Randy John Ball is a retired law enforcement officer, public policy advisor, and politician who served as a Republican member of the Florida House of Representatives from 1994 to 2002.

==Early life and career==
Ball was born in Painesville, Ohio, and moved to Florida in 1968. He served in the United States Navy from 1975 to 1977, and then attended the United States Naval Academy, receiving his bachelor's degree in oceanography in 1981 Ball then served in the United States Marines as an officer from 1981 to 1986. He attended the Liberty Baptist Theological Seminary, and initially planned on becoming a preacher, but ultimately returned to Florida and joined the county sheriff's office, where he served as a patrol deputy and homicide detective.

==Florida House of Representatives==
In 1994, Democratic State Representative Charlie Roberts announced that he would not seek re-election, and Ball ran to succeed him in the 29th District. He faced Canaveral Port Commissioner Jerry Allender in the Republican primary, and ultimately won the nomination with 55 percent of the vote. In the general election, Ball was challenged by attorney Steve Brewer, the Democratic nominee. Ball ultimately defeated Brewer, winning his first term in the legislature with 54 percent of the vote.

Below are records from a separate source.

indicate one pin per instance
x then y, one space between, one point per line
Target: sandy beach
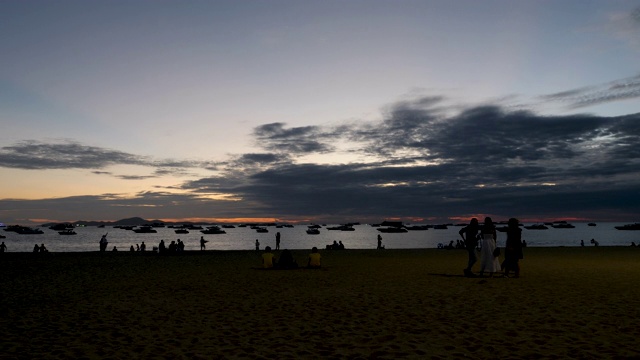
363 304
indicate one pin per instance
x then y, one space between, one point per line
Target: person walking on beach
469 235
268 259
103 242
513 248
489 262
314 259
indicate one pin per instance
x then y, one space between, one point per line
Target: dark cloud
482 159
299 140
422 160
624 89
35 155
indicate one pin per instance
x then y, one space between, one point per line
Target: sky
319 111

In 1996, Ball ran for re-election and was opposed by former Titusville City Councilwoman Joanne Schmidt, who switched from the Republican Party as she challenged Ball. Ball defeated Schmidt by a wide margin, winning 58 percent of the vote to her 42 percent.

Ball was unopposed for re-election in 1998 and 2000. He was term-limited in 2002 and could not seek re-election.

==Post-legislative career==
Ball served as a public safety policy advisor to Governor Charlie Crist after leaving office. Following the election of Governor Rick Scott in 2010, Ball advised Scott's advisors against cutting $1 billion from the prison budget, and was subsequently asked to resign. Shortly after leaving state government, Ball authored an editorial announcing that he was leaving the Republican Party, criticizing the party's "[m]ilitant partisanship" and "seismic shift in how we view and treat humans."